Понимала ли она, что в дополнении ко всему, по не вполне зависящим от нее причинам, в ней все более и более происходит какая-то странная перестройка психики? Иногда замечала. Если пристальней пыталась вглядеться в прожитую за эти три года жизнь, та представлялась ей в виде полета плоского камня, летящего рикошетом вдоль поверхности воды. Камень то выныривал, ударяясь о воду, то слегка зарывался, уходя за пределы видимости — и эти промежутки становились для нее пустыми, о них даже ничего не вспоминалось…

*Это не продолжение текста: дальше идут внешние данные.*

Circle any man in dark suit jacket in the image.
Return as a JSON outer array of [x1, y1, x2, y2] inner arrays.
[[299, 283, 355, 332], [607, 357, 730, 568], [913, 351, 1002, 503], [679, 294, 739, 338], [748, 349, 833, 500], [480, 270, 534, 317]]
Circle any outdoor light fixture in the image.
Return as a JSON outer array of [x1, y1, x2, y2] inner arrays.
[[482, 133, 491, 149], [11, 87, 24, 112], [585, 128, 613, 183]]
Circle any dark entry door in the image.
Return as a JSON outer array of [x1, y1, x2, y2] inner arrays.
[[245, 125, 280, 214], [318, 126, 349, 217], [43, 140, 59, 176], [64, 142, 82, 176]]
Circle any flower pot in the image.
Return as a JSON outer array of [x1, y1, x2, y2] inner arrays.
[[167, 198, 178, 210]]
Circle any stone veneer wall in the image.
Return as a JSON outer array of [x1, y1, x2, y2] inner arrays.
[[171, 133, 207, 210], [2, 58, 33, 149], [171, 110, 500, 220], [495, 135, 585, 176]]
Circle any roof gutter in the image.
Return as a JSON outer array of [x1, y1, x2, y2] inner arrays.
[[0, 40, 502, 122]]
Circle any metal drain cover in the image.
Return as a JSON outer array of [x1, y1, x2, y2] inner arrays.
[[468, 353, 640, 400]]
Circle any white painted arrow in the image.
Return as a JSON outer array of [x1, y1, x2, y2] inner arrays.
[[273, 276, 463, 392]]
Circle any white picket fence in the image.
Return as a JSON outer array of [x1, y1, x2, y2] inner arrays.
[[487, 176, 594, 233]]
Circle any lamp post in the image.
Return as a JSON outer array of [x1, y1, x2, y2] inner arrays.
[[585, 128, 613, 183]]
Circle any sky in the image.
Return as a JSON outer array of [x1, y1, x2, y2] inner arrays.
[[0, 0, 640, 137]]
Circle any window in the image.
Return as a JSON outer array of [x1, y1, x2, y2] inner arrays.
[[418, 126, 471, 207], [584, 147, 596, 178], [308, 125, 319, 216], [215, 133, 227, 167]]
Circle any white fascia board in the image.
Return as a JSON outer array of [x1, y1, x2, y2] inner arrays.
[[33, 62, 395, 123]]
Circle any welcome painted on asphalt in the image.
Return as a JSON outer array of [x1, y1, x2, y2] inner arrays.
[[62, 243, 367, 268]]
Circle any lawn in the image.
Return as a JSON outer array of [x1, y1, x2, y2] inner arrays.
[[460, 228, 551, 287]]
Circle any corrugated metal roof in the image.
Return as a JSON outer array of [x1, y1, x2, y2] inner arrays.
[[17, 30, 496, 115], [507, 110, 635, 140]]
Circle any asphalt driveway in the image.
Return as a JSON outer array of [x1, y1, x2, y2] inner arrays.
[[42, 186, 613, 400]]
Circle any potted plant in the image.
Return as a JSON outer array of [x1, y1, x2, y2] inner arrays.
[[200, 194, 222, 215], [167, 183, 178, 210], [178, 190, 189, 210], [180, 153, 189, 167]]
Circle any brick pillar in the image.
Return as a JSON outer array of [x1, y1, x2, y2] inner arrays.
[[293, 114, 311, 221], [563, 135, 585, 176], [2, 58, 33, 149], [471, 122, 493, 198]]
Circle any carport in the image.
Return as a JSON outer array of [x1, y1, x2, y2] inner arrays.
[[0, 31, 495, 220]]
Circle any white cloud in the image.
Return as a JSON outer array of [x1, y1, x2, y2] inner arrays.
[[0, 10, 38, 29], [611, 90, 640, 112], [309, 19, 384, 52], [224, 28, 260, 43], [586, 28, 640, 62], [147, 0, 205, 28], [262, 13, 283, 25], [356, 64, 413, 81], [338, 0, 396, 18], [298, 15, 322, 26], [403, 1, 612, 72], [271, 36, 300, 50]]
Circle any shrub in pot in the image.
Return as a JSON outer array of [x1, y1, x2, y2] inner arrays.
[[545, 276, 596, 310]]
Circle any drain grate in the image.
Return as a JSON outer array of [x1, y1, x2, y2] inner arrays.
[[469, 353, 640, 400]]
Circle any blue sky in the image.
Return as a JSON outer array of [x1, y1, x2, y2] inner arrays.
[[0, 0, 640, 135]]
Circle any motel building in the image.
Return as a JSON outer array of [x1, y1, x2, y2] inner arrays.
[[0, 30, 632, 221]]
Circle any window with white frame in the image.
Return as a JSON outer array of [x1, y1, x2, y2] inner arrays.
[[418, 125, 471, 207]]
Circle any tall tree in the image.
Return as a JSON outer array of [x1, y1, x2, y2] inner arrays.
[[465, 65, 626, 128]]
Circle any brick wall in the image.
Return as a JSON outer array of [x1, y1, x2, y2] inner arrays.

Уже после, недели через полторы после их посещения родителей, ей опять приснился уже известный сон, ставший тогда таким неожиданным толчком. Опять за ней была погоня, она в испуге бежала вдоль незнакомой пустынной улицы, отдаленно напоминающей Владимирский проспект; но в этот раз все было как-то конкретнее. Она успела заметить, что под ногами у нее хлюпает затоптанный в грязь снег, более чистый снег свешивался козырьком на карнизах и крышах; и хотя, как всегда, пытаясь спрятаться, она свернула в пустую гулкую подворотню, а потом побежала, нанизывая на свой бег неизвестные ей проходные дворы, — все казалось другим. Почти неожиданно для себя, с трудом переводя дух, она вдруг подумала, что это, вероятнее всего, какой-то гопник гонится за ней, чтобы вынуть из ушей сережки и выворотить ей карманы и сумочку. Боже мой: убогий доходяга, отброс, а она бежит — что ей сережек золотых жалко, мелочи из кошелька — и так унижать себя? И она неожиданно остановилась и, спокойно обернувшись, стала всматриваться в бегущего за ней мужчину… Как же удивилась она, увидев, что бегущий — Алексей, ее Алешка, в какой-то странной одежде, вроде длиннополой коричневой ряски, распахнутой на плоской груди; простоволосый, со спутанными, лезущими на глаза волосами и с неопрятной рыжей щетиной на худых щеках. Бежал как-то чуть боком, даже, кажется, слегка припадая на одну ногу, проваливаясь босыми ступнями в глубокий рыхлый снег, спотыкаясь, пытаясь на ходу отряхнуться, стереть что-то с лица, зажимая при этом в руке листок какой-то белой бумаги. Самое странное, что он бежал, словно не видя ее, не замечая, что она остановилась; бежал — и в то же время — не приближался; да и она сама смотрела на него как бы в падении назад, отчего поверхность земли и все предметы вокруг стали округло-выпуклыми, как на картинах Петрова-Водкина. Ее падение было отчетливо замедленным, почти незаметным; и все же она поняла, что Алексей уже пробежал сквозь нее и бежит дальше, хотя и продолжала видеть его небритое усталое лицо с что-то шепчущими губами, как-то плачуще сморщенное, и спотыкающуюся фигурку в ряске с прилипающим к лицу и почему-то нетающим снегом… Сколько продолжалось это видение — одно мгновение или намного больше, она не знала; но когда просыпалась, видение стояло перед ее внутренним взором; и единственная посетившая ее мысль была: так вот, значит, как надо бороться со страхом — нужно только посчитать причину испуга ниже себя, недостойной, жалкой — и она сама себя уничтожит.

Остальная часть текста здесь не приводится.